The tone in here seems to have gotten better since I have been out of here, so hopefully we have a constructive environment for exchange again. I did read through that nasty stuff regarding our leader Rich, and hope that has resulted in people being a little more kind to each other. There is no place for something like that in my opinion. He created this forum for everyone who is here, and he is a top notch human being.
I hope everyone had an enjoyable holiday season.
Chris Scoreboard Johnston
ParticipantChris Johnston
Greenspan and all other fed chiefs work for the banks, not the public. The Federal Reserve is our banking system, not an elected political office. I do not defend him, because I think he has done harm to our economy overall. However, protecting the banking institutions is his job, not making us happy.
Chris Scoreboard Johnston
ParticipantChris Johnston
I left this blog for awhile, only to re-visit and find this! Mr. Young, I have been interested in pink houses in Amarillo for quite some time. Do you have any other pink houses in this price range to look at?
The Liberace foundation must have more in it’s inventory?

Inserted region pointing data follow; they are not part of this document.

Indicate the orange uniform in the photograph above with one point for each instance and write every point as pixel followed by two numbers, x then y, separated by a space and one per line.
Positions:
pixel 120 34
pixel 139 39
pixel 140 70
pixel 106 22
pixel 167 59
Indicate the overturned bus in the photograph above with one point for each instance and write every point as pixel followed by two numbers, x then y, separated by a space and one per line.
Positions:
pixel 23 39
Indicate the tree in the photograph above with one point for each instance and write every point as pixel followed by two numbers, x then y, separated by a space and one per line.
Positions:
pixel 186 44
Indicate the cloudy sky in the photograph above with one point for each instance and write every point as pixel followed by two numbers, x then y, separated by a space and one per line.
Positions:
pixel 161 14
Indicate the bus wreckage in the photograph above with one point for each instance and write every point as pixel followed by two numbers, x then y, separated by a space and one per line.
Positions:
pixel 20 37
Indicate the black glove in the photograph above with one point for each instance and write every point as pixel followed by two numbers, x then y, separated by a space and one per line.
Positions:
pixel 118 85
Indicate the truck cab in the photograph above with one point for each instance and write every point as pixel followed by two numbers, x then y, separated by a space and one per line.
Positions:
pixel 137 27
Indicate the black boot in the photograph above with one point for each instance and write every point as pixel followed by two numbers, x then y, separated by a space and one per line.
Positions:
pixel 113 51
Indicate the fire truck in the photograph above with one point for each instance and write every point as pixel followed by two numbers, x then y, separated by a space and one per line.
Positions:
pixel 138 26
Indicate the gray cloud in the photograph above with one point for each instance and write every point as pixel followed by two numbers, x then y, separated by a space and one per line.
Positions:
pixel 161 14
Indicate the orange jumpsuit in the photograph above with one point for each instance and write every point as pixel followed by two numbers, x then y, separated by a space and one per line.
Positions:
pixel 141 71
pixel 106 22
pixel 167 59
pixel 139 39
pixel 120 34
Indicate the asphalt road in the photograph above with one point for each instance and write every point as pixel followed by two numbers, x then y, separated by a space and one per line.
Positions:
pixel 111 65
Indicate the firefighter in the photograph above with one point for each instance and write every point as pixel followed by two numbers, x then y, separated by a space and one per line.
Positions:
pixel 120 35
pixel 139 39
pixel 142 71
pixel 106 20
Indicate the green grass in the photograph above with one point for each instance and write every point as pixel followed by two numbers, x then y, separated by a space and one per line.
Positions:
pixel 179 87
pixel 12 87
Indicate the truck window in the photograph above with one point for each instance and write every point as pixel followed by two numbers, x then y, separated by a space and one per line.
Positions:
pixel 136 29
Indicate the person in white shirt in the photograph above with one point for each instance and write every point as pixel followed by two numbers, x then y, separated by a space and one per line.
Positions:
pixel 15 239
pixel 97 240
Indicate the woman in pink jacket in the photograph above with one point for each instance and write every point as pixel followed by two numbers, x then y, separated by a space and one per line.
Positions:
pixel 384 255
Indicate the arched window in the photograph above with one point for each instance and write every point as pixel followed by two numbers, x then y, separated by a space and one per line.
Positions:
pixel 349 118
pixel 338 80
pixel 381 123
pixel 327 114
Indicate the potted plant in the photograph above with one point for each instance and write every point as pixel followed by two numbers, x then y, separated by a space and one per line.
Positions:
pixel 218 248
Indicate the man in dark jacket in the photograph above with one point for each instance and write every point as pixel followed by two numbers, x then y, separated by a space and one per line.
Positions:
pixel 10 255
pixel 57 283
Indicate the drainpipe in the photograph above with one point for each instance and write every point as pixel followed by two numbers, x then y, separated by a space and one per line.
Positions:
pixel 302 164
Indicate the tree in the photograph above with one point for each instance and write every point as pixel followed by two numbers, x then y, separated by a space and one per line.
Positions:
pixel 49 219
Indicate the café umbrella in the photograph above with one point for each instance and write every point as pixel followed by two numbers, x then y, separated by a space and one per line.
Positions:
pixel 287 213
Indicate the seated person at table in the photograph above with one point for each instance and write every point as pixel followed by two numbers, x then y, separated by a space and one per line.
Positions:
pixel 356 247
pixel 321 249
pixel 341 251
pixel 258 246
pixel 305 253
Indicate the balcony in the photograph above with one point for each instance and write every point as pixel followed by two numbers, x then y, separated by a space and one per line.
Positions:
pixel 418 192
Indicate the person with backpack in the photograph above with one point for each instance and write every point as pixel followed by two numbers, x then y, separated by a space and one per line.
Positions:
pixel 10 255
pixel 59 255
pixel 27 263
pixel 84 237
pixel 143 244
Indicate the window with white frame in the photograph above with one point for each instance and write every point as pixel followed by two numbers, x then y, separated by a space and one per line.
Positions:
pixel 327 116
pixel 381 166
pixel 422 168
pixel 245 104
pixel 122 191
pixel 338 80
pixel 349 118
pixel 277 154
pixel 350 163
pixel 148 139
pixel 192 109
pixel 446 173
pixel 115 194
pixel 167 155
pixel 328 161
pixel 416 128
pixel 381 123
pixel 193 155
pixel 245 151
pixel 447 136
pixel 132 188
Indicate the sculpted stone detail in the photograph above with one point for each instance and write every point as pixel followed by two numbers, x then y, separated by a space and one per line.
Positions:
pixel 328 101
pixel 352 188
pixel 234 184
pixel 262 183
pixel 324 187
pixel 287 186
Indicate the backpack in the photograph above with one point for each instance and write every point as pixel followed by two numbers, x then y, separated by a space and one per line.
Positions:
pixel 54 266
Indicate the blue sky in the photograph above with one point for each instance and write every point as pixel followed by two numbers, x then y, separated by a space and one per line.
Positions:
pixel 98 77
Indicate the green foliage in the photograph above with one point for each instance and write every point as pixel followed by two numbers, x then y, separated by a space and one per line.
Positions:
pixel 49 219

I hope all you good folks in here have had some fun in the last few months.
Chris Scoreboard Johnston
ParticipantPW – you have again misquoted me please go to the newsletter and copy and paste out of it into here. As it CLEARLY STATES, not every rally during these years has followed a decline. This is not only annoying, it is beyond what I am willing to stand for.

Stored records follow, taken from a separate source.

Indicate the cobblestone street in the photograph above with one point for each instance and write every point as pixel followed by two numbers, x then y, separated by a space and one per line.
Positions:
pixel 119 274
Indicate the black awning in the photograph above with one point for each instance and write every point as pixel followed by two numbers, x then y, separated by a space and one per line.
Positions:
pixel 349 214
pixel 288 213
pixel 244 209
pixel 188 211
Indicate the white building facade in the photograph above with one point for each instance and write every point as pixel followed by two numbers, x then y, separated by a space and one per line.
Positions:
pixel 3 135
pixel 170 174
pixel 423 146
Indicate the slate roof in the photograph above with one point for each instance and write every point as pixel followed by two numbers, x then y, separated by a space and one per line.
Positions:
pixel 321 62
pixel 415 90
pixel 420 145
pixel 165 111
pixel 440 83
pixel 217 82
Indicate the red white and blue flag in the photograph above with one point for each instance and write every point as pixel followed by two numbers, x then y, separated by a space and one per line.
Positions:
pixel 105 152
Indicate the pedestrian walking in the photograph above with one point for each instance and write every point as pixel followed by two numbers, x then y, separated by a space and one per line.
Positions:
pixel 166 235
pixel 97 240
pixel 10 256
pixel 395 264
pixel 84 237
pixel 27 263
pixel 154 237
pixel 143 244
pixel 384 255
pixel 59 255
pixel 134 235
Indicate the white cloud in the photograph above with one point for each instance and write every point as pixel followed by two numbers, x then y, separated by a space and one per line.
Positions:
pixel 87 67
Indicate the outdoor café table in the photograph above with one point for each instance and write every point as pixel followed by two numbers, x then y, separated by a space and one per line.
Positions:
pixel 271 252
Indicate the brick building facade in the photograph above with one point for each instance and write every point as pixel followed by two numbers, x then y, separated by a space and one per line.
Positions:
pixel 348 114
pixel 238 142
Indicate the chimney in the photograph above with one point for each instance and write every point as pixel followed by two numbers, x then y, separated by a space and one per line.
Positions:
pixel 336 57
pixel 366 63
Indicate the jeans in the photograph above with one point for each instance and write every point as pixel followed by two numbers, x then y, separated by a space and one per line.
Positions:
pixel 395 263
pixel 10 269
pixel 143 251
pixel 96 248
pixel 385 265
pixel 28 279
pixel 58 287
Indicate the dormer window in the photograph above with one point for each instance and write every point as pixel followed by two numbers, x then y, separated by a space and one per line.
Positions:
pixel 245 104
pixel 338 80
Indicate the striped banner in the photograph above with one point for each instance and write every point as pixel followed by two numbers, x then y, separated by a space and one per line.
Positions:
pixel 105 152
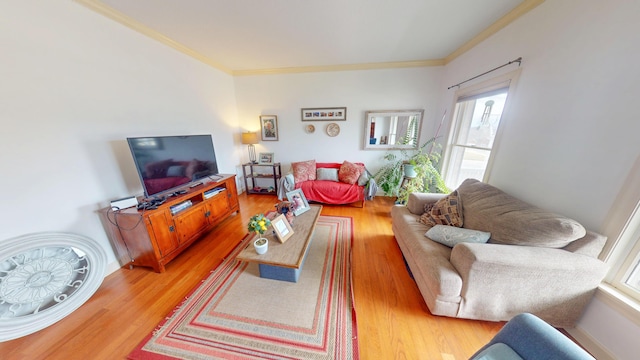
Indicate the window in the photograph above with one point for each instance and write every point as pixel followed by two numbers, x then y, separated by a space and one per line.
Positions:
pixel 474 129
pixel 627 275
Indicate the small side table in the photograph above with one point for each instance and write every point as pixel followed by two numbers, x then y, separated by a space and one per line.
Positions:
pixel 252 173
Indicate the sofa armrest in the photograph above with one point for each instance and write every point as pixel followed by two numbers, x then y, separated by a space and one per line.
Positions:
pixel 501 281
pixel 417 201
pixel 532 338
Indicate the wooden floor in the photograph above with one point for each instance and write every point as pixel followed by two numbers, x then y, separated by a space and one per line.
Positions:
pixel 393 320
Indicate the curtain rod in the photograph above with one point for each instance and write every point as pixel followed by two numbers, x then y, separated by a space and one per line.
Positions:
pixel 518 60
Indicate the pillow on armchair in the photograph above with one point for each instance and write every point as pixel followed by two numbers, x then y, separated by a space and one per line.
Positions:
pixel 349 173
pixel 304 170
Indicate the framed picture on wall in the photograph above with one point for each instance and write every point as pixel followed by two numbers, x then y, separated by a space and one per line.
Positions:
pixel 324 114
pixel 269 127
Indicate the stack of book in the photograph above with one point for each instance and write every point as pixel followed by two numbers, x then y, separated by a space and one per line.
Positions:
pixel 212 192
pixel 179 207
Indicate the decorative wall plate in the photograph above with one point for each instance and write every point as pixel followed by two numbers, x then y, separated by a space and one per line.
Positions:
pixel 333 129
pixel 45 277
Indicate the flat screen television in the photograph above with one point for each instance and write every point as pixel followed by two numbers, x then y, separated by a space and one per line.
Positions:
pixel 165 163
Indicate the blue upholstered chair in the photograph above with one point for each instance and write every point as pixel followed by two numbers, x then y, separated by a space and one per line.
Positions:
pixel 527 337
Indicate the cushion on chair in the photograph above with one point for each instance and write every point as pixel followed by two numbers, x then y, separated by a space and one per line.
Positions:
pixel 304 170
pixel 497 351
pixel 446 211
pixel 350 172
pixel 451 235
pixel 327 174
pixel 512 221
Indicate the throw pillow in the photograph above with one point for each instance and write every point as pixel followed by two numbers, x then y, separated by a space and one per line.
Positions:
pixel 451 235
pixel 446 211
pixel 327 174
pixel 364 178
pixel 349 172
pixel 304 170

That is not legal to misquote someone like that. Farewell everyone, I have had enough at this point. You had never even heard of this concept until I mentioned it, now it has happened, and you are telling people what I meant by my articles about it? Has the market rallied this year or not?
Let the market insights come from that little punk anx ( who has the stupidest handle name of anyone here – what a shock ) and has never contributed a postive thing in here since I have been reading.
There will be no further opportunities to misquote me because I will not visit here again.
To the good people here, which is most of you, I wish you all well
Chris Scoreboard Johnston
ParticipantI think we are about to start going down in the stock market. I have short term sell signals, and we are right at the 2.0 std deviation on a 6 month regression channel on the upside. Whether or not it will be the beginning of a big drop or not I have no idea. However, I will be shorting the S&P on Monday contingent upon certain opening parameters. Then it will depend on the opening as to where the orders are placed.
I am not going to give all of those details out here, but anyone who is inclined to try a short entry, this is a good spot in my opinion.
Chris Scoreboard Johnston
ParticipantThis is a mid term congressional election rally, there is no way of disputing that. The premise is that the market will rally for 2 years from a low made this year. It is clearly doing that. The month that it starts is just fine tuning, the basic theory does not require a specific month.
Whether or not the rally will last that long is anyone’s guess, but clearly it has begun. Watch the bonds, if the uptrend breaks there this rally may not go much farther, if it holds the sky is the limit itleast until mid next year.
Chris Scoreboard Johnston
ParticipantHeavyd
Thanks for telling everyone what you just did about the housing sector. I told everyone in this forum exactly what you have just described about housing industry stocks a few months ago, the valuations are way too attractive for a short entry. I did not say that I would buy them, just that the ratios were way to attractive for shorts. I like high p/sales ratios, high debt, and declining earnings for short trades. These stocks have none of those even though they have been in a downtrend.